You cannot blame yourself for this.

I am giving one of my rabbits injections right now andI don't always pull back on the syringe before I inject because I am sure I am above the muscle ..but I sometimes I don't do it because I give these injections without help from anyone and I do the best I can ; he is hard to hold

Today I attempted to clip my dentally challenged rabbits teeth in front because I cannot do the 3 hr drive to the dentist vet every month.

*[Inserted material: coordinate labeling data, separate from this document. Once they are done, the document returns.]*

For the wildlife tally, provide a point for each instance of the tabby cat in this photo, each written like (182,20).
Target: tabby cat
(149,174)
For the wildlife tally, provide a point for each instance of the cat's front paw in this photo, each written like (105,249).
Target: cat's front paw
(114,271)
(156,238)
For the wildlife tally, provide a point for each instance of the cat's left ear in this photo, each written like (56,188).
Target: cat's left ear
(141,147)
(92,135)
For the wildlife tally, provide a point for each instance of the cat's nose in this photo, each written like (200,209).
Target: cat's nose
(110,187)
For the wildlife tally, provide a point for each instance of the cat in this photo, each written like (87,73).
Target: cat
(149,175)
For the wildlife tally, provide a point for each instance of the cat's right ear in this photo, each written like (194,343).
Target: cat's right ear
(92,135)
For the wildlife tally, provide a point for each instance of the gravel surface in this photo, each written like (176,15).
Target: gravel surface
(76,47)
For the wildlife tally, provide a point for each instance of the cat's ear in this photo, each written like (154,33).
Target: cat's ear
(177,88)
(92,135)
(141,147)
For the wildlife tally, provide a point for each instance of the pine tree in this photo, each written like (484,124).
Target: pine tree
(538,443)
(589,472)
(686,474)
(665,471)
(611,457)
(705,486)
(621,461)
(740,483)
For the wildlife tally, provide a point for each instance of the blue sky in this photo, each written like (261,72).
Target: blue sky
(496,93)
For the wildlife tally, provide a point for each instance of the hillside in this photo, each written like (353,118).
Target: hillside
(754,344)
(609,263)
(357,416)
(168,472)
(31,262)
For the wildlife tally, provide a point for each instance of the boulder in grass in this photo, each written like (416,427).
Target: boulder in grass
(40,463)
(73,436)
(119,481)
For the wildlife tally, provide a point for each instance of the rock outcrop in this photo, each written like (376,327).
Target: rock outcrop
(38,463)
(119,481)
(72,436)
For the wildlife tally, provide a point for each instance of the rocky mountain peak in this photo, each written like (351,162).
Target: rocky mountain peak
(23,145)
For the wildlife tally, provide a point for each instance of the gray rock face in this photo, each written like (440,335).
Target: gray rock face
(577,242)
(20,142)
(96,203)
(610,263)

Iclipped one tooth and broke another . I made a mess of it .

Why?

because the same as you I am trying to be a vet when I am not a vet ....
I feel terrible about Hans because you obviously went above and beyond to help him ; I admire yougreatly for contacting Marcy re. the benacillin !
I am so sorry that you lost him ; it isn't right because you tried so hard But you are a truly outstanding rabbit owner
You tried to help him from deep down inside yourself and did the very best that you could ..
Without a necropsy you can never know for sure ; so often we are so sure that we caused damage when it was another unseen problem;

it has occurred time and time again ..owners blaming themselves for something being wrong when the bun may have had a hidden cancer. .

I know you are heartbroken because Hans is gone and nothing now will take away the pain of that but please give yourself the credit of being a really great rabbit owner .
Hugs from the heart

Maureen
 
Thank you so much for your kind words Maureen.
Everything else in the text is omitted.